BY Nancy Scola | Monday, November 2 2009

It's perhaps cliched, but no less true, that Democratic Representative Alan Grayson of Florida is a Rorschach test of contemporary American politics. If you ask people working in politics about the fiery, hard-charging, bulldog-ish Grayson, the responses tend to reflect a view of politics how it should be, in the eyes of the respondent, rather than a close read of the reality of things circa 2009. On the one hand, the wing of the blogosphere that grew out of Iraq War-resistance, a.k.a. the netroots, tend to love Grayson's spitfire approach that has him boiling down the Republican health care plan to a recommendation that the sick "die quickly."

But on the other, what you might call the political establishment, or "villagers" in netroots-speak, bristles at Grayson. And it's not just because Grayson wears purple suits and American flag ties (although, let's be honest -- that probably doesn't help). The sentiment seems to be that Grayson, ideology aside, crosses the invisible yet sacred line of acceptable behavior expected from an elected official. Election prognosticator Stuart Rothenberg, after mocking Grayson as a pompous, Deuteronomy-spouting show-off, says that Grayson is on track towards being out of a job come next year's election. The New York Times has called him "the liberals' problem child." Even New York Democrat Rep. Anthony Weiner, no quiet mouse himself, called Grayson "one fry short of a Happy Meal" before backing off.

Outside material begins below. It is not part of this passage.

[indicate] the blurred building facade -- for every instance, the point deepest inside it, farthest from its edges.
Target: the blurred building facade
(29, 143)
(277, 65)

All of which adds up to make today's "Money Bomb" from Grayson a compelling demonstration of resistance to the conventional wisdom from Grayson's allies. Grayson is today blogging on Daily Kos and Crooks & Liars, and getting backup from the likes of Digby, once-congressional candidate Darcy Burner, and the folks on Open Left (whose co-founder, Matt Stoller, now works with Grayson in the House), as well as the progressive groups MoveOn and Democracy for America, all to the ends of a simultaneous fundraising blitz. It's a team effort, and is shaping up to be a considerable show of force. Grayson's team set as a goal $4o0,000, and the total reflected on Grayson's new CongressmanWithGuts.com hub is, at the moment, $402,000. Some $300,000 of that has come through ActBlue, via the collection of individual fundraising pages set up to fill Grayson's coffers (though it's not entirely clear that all that money was raised today, and wasn't in the bank pre-money bomb).

Of course, you don't have to even be that insightful to predict that Grayson's rally of support amongst the online left can and will be flipped around by his critics to be a liability, as a demonstration that he's more popular with the netroots than he is with the voters in his Orlando area district. There probably won't be any silencing Grayson's critics until and unless those voters re-up his job assignment come next election day.